The following Jewish holidays are listed in chronological order as they are celebrated, beginning with the Fall High Holy Day Season.
Rosh Hashanah, the Jewish New Year, begins the ten-day period known as the High Holy Days. Rosh Hashanah is also known as the “birthday of the world”, the “day of remembrance” and the “day of the shofar.” Rosh Hashanah celebrates the ability of people to change and grow, as it is a time for deep thought, self-examination, and prayer.
Yom Kippur, the Day of Atonement, is the holiday in which the Jewish people ask for forgiveness and forgive others. Yom Kippur, the most solemn and holy day of the Jewish year, is the last day of the ten days of awe and marks the end of the ten-day period of the High Holy Days.
Sukkot is a fall harvest festival. Sukkot is also known as the “Festival of the Booths”, as it commemorates the time the Jewish people lived in temporary huts (sukkot) during their wandering and during their time of harvest in the fields.
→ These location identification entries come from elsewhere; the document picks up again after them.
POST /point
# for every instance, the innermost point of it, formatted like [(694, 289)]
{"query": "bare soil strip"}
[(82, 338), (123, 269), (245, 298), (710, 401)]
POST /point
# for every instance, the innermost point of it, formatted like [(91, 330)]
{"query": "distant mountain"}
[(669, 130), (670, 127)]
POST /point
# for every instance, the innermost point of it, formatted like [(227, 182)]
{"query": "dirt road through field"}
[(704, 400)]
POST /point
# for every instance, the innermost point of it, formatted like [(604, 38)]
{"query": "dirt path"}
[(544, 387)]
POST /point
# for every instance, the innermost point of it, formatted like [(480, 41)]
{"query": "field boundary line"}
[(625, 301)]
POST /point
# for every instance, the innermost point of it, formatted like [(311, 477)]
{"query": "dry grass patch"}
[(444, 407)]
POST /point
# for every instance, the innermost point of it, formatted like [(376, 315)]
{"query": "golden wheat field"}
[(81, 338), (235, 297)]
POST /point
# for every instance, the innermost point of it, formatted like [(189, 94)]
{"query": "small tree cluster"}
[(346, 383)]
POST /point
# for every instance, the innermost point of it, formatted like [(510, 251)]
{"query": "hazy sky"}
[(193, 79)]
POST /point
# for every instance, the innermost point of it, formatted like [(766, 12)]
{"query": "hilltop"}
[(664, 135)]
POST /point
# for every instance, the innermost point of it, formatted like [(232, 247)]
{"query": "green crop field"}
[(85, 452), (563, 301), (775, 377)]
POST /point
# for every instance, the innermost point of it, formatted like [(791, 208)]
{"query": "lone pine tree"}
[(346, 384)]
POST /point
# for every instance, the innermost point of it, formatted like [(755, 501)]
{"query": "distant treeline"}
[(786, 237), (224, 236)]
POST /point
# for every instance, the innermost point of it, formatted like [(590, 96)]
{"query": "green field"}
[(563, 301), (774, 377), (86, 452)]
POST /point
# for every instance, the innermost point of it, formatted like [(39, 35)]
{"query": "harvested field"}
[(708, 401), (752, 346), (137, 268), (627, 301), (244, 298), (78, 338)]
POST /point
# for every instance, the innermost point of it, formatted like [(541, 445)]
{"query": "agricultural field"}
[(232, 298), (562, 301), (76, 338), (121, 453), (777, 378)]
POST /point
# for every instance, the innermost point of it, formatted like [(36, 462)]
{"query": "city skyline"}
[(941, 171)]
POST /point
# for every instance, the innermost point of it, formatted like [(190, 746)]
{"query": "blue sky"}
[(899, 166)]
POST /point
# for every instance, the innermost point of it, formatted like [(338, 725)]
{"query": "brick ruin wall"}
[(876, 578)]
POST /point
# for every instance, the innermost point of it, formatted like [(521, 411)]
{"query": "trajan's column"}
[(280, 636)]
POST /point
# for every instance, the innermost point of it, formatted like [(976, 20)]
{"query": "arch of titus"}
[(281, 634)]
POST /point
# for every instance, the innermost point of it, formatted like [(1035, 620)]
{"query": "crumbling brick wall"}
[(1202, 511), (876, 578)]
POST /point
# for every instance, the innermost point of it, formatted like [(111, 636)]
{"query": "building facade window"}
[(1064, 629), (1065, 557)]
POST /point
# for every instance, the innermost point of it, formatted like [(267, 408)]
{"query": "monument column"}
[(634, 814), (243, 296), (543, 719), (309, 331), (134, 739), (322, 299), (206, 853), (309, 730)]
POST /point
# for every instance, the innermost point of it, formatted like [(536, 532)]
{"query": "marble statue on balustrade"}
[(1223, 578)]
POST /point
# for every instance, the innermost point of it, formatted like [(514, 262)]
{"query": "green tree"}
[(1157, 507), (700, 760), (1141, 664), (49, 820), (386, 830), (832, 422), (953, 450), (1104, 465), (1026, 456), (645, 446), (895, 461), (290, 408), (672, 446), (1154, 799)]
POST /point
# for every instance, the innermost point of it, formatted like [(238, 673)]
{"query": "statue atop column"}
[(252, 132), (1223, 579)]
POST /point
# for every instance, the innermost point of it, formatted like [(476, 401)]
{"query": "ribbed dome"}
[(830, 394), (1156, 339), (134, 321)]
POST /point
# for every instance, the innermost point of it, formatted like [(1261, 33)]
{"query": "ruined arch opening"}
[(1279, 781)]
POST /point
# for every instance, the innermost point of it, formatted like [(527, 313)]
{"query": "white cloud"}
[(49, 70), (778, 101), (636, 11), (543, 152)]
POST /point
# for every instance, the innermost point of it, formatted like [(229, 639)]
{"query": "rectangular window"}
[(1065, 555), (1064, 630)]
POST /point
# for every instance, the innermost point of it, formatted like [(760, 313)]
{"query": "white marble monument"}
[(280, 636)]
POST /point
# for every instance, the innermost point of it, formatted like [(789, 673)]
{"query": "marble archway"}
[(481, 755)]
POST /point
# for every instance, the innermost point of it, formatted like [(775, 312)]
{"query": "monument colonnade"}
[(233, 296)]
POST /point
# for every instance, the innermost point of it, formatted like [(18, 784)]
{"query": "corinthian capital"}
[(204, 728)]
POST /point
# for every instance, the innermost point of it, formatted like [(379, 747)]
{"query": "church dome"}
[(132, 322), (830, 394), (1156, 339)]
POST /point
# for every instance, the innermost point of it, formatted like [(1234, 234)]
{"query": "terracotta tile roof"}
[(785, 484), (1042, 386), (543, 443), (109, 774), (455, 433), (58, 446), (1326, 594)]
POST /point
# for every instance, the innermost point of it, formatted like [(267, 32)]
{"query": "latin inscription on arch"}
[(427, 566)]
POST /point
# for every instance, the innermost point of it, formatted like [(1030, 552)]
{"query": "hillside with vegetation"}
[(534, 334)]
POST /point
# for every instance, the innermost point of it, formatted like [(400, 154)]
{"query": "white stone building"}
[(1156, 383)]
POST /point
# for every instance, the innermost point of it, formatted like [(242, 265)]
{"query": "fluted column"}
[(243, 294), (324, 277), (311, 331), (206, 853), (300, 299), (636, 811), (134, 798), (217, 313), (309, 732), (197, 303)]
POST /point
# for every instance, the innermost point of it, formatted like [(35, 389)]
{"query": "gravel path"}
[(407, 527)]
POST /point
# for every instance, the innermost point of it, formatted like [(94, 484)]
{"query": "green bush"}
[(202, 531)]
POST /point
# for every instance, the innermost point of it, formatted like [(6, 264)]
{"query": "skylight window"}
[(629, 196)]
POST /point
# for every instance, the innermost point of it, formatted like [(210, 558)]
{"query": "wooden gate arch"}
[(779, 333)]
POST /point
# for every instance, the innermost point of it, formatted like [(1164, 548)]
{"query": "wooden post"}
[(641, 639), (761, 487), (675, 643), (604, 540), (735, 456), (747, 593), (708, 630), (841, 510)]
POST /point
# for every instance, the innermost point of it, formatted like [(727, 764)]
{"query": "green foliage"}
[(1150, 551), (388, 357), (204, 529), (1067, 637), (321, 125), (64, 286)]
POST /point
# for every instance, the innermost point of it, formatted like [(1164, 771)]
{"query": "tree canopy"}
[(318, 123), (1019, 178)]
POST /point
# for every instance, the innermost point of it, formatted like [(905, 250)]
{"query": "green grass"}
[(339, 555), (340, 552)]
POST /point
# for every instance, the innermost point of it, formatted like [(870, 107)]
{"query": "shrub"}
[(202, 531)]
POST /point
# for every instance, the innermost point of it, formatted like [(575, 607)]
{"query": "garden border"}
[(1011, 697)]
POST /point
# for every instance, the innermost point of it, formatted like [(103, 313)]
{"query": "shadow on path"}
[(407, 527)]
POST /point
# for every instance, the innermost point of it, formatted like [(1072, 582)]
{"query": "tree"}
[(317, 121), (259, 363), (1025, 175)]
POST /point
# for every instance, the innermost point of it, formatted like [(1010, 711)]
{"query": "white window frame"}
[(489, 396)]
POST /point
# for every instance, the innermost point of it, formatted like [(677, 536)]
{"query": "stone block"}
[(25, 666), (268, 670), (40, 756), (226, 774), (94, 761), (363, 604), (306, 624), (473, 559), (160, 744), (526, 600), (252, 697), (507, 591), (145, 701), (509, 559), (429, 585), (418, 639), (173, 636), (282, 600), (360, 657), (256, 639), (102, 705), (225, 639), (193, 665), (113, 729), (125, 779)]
Sukkot is a time of feasting and of giving thanks for the harvest.
Simchat Torah, meaning “rejoicing with the Torah”, is a happy holiday celebrated with gaiety and festivity. On Simchat Torah the last portion of the Torah in the book of Deuteronomy and the first verses of the book of Genesis are read in the same Temple service, signifying that the Torah has no beginning and no end.
Chanukah, a joyous holiday celebrated for eight days, commemorates the victory of the Jews over the Greeks and thus Jewish independence and the right to once again practice the Jewish religion. Chanukah celebrates the rededication of the Temple after the victory over the Greeks. Chanukah is also called the “Festival of Lights” in remembrance of the miraculous oil that burned in the Temple menorah for eight days at the time of the rededication of the Temple.
Tu B’Shevat celebrates the “Birthday of the Trees.” This Jewish holiday validates the importance of nature and stresses the need for people to care for trees, plants and objects in nature. It is customary to plant trees on Tu B’Shevat.
Purim, a time of merriment and great fun, is one of the happiest of Jewish holidays. The festival of Purim derives from the biblical story of Esther and commemorates the Jewish people’s success over people who tried to destroy them.
Passover celebrates the most important event in Jewish history, which is the Jewish people’s exodus from Egypt. This holiday recalls the liberation of the Jewish people from slavery in Egypt, their eventual freedom and their arrival in the promised land in Canaan. Passover is celebrated for eight days with a special meal, special foods, and specific traditional practices.
Yom Ha-atzmaut, the “day of independence”, is the Jewish holiday celebrating Israel’s attainment of statehood. Israel’s Independence Day commemorates its establishment once again as the homeland of the Jewish people.
Lag Ba Omer
Lag Ba Omer is a minor Jewish holiday that focuses on the importance of study and learning. Lag Ba Omer is celebrated on the 33rd day of the 50 days of the counting of the “omer”, or the measure of the newly ripened barley. The Lag Ba Omer holiday provided a break from this serious harvest time.
Shavuot celebrates the day the Jews were given the Torah, the guidelines of Jewish life, on Mount Sinai. It is also a celebration of the time of harvest and the offering of the first fruits of the new harvest. On Shavuot the Jewish people decorate the synagogue with greens and flowers, wear white clothing, and eat dairy dishes.
The Jewish holiday of Shabbat is a joyous occasion celebrated every Friday night to Saturday night. Shabbat commemorates the creation of the world, as the world was created in six days and the seventh day was the day of rest. Shabbat is a special time for people to come together each week to be with family and friends, to rest, to think, to share, to sing, and to have a good time. The observance of Shabbat begins with a traditional ritual that includes blessings while lighting candles, drinking wine, and eating challah (twisted egg bread).